Note that the hindrance to a full recovery in this balance sheet recession story is the increased saving being done to repair the balance sheets. But this begs the question, why aren't the creditors who are receiving the increased payments spending the money? If they were, then aggregate nominal spending would not be disrupted. The problem, then, is not that balance sheets are a mess but that creditors are not providing offsetting spending. Because creditors are holding on to the money payments from debtors, what we fundamentally have is an excess money demand problem. Here is how I explained this problem elsewhere:
[The balance sheet recession view] fails to recognize that for every debtor there must be a creditor. Thus, for every debtor who is cutting back on spending in order to pay off his debts, there is a creditor receiving money payments. In principle, these creditors should be increasing their money spending to offset the decline in money spending by the debtors — but if that were happening, there would have been no decline in overall total current-dollar spending. Instead, creditors are sitting on their money because they see an uncertain economic future. Creditor households are reluctant to buy new cars or get their kitchens remodeled lest they lose their jobs in the future. Creditor firms, meanwhile, are reluctant to build new plants since they cannot see how they would be able to sell all the new production coming from those plants. Similarly, creditor banks are not increasing lending as there is little demand for funds and few creditworthy borrowers.
If these creditor households, firms, and banks all simultaneously started spending their excess money balances, this would increase total current-dollar spending and in turn spur a real economic recovery. Moreover, knowing that the real economy would improve would feed back and reinforce current spending decisions by the creditors — creditor households would buy new cars and remodel their kitchens, creditor firms would build new plants, and creditor banks would increase lending. A virtuous cycle would take hold and push the economy back toward full employment. But this virtuous cycle is not taking off because creditors are still hanging on to their money balances. What is needed to kickstart this cycle is an entity powerful enough to incentivize all the creditor households and firms to start spending their money simultaneously.

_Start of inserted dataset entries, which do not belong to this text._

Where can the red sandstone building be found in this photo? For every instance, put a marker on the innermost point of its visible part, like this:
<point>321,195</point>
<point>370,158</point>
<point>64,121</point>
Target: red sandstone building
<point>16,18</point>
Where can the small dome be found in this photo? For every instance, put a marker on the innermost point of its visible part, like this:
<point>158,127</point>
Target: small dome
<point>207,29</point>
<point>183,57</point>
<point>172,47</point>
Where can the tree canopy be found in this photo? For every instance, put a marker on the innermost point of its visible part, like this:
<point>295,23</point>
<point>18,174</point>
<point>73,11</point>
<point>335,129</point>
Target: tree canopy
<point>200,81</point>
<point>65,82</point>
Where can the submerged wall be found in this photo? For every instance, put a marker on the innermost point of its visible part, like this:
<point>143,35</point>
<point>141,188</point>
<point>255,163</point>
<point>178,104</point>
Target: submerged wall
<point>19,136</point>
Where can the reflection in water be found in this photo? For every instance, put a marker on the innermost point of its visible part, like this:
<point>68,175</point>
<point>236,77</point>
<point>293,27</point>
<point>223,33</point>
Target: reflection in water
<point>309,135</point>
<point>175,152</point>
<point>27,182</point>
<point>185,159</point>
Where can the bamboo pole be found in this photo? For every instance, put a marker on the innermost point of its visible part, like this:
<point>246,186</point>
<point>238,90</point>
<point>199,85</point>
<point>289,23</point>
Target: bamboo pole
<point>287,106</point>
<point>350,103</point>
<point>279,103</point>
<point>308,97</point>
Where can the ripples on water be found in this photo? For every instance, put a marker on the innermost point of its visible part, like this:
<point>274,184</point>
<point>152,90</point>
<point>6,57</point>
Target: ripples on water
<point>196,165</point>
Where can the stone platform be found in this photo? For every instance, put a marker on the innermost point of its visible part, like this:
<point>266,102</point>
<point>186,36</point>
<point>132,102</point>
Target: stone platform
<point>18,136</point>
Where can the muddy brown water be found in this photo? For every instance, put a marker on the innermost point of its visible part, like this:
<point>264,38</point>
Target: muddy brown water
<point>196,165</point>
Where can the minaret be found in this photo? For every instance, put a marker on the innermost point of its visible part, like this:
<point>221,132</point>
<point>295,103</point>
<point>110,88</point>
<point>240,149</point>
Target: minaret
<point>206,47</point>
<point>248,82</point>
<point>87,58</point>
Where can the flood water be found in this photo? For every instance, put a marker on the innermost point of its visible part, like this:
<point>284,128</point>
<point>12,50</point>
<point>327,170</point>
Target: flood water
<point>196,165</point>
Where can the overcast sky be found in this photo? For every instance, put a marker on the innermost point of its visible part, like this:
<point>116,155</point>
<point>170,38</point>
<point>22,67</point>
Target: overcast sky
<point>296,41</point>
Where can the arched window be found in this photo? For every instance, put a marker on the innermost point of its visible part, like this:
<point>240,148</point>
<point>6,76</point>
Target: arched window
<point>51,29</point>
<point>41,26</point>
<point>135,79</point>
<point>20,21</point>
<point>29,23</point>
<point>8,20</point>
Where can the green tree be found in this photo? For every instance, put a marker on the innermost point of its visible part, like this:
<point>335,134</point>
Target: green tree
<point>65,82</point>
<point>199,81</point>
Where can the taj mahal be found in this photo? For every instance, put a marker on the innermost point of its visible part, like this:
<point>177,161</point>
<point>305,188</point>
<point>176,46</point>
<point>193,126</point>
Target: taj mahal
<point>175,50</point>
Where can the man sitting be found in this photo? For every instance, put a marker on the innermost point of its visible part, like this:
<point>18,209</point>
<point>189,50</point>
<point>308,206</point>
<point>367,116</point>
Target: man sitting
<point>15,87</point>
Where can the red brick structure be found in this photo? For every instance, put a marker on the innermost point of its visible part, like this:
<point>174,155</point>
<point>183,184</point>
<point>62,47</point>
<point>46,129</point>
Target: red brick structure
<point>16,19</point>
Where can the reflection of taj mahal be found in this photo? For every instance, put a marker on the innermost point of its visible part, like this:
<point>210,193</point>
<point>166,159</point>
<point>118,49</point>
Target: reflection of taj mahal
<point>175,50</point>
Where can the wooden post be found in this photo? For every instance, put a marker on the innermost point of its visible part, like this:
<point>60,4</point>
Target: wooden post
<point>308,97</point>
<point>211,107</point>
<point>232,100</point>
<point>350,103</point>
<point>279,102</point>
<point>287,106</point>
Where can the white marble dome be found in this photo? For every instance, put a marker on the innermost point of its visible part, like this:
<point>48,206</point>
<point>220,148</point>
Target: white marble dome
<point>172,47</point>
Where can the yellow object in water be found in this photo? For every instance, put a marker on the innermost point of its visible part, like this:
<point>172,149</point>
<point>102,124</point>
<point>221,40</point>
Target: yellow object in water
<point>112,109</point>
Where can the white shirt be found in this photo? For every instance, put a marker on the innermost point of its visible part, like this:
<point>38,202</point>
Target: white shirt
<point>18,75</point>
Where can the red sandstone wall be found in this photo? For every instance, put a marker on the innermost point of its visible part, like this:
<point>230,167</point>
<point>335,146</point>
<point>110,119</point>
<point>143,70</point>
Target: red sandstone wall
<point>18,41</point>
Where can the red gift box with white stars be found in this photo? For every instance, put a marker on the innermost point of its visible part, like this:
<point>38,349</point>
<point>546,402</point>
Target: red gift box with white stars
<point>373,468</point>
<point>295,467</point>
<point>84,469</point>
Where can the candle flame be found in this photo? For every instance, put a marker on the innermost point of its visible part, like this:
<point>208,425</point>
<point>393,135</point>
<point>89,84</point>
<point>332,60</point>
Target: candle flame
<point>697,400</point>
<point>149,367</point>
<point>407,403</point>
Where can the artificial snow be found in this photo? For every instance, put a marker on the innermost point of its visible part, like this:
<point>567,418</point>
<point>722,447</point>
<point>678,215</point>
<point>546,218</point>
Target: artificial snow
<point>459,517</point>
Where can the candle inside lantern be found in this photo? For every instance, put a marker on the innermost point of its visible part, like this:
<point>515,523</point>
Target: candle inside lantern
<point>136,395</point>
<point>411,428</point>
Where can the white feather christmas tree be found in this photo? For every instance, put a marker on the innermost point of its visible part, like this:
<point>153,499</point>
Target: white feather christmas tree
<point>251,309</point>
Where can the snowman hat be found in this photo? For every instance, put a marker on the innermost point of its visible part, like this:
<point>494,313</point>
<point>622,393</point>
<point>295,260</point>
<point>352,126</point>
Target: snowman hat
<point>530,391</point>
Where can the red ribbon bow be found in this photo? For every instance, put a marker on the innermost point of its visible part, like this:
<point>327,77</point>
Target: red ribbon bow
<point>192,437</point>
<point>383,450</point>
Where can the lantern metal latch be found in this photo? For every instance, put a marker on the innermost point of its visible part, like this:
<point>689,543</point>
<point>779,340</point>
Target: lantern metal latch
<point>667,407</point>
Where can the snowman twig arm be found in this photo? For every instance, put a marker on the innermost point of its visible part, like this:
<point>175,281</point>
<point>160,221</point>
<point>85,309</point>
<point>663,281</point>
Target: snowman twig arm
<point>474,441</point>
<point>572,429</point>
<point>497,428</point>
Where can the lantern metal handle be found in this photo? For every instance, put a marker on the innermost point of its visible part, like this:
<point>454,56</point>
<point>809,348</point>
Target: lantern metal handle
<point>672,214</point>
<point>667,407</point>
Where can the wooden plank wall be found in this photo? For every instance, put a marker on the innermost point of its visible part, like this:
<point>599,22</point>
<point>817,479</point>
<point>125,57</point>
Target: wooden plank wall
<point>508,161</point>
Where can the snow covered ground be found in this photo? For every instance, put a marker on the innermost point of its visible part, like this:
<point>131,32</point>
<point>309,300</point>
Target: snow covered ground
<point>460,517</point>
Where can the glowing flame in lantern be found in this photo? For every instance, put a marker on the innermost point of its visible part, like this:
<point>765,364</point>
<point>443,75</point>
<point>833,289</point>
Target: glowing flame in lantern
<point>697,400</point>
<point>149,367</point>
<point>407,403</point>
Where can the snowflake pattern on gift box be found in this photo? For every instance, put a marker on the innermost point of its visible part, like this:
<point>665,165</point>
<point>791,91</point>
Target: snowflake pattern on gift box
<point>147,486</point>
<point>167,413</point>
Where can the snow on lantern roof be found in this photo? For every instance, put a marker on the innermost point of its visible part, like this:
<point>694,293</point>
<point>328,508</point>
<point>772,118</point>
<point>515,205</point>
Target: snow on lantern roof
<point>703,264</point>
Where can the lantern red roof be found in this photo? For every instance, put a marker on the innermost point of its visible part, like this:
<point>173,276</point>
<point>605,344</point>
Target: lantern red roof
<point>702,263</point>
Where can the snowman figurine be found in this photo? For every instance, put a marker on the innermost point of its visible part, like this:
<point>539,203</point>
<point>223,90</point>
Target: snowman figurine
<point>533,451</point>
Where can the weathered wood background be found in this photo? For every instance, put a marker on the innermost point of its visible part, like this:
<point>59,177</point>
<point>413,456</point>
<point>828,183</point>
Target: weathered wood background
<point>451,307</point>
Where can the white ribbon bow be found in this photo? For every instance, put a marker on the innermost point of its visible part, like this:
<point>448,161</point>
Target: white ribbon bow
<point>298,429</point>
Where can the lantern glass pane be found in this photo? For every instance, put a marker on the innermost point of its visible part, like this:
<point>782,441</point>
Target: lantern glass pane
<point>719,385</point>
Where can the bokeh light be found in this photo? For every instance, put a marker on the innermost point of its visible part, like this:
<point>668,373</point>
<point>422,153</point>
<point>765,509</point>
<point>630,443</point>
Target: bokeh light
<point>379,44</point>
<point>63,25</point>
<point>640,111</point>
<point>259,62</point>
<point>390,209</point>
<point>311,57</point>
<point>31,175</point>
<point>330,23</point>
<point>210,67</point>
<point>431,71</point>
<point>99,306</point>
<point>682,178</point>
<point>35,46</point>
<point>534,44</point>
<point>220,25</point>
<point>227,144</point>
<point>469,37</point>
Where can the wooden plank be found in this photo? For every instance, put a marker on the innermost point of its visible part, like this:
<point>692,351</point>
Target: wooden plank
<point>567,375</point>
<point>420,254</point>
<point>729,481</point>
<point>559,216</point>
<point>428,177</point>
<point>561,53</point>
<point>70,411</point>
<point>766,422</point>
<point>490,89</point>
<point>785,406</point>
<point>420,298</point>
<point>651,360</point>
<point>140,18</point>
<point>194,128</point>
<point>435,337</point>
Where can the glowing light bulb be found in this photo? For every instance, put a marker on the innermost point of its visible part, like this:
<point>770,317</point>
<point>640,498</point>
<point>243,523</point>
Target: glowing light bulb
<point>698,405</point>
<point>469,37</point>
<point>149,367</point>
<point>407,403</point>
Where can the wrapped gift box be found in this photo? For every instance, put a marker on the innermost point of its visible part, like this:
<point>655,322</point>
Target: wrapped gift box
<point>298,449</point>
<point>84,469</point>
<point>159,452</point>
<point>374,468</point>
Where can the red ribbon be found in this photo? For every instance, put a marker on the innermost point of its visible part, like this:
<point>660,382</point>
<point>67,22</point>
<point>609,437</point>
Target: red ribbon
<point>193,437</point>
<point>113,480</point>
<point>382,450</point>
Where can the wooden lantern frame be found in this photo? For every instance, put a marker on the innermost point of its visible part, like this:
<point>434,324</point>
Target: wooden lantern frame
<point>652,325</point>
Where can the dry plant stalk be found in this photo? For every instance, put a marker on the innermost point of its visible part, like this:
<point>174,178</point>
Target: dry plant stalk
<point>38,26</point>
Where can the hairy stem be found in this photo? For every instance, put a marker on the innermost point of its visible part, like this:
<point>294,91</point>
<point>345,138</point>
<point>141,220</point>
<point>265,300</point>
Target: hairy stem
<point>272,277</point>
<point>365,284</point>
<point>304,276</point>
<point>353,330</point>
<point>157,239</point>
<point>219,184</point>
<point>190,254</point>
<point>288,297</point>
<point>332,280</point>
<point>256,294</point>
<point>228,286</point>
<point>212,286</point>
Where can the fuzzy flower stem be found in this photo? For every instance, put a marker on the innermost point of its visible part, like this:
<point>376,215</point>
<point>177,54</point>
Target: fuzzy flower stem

Enter the Federal Reserve. It alone has the ability to provide these incentives through its control of monetary policy. The fact that total current-dollar spending has remained depressed for so long means that the Federal Reserve has failed to do its job and effectively has kept monetary policy too tight.
The solution, then, is for the Fed to use monetary policy to change nominal expectations in a way that solves the excess money demand problem. Here is how I would have the Fed do it.
On the aggregate level, however, the creditors are foreigners and they are simply not spending their money in the USA. On a micro level, your hypothesis may work, however, on a big macro level - the level that would have an effect on nominal GDP growth, it stands no chance. As an aside point, the other creditor in the US economy are corporates, but for one reason or another they still are deciding to keep their record cash levels and not spend on capes, r&d, or m&a (even though there is a small pickup in all three).
ReplyDeleteAnton:
ReplyDeleteThe excess money demand story still holds at the macro level even if some of the creditors are foreigners. If foreign creditors get the dollar payment they either (1) hold the dollars or (2) they swap them for another asset. If they swap them for their own currency then there are more dollars on the foreign exchange market and the dollar depreciates. If they swap it for an asset other than another currency, say like treasuries, then the seller of the treasury now has more dollars. The seller of the treasury will either (1) hold the dollars or (2) swap it for another asset like currency or equity. This cycle continues until either (1) the dollars are all held or are (2) work their way back to the U.S. economy, the place where they can ultimately be spent on goods and services (i.e. net exports increase). Of course, part of the dollars working their way back to the U.S. economy is through the incentive of dollar depreciation.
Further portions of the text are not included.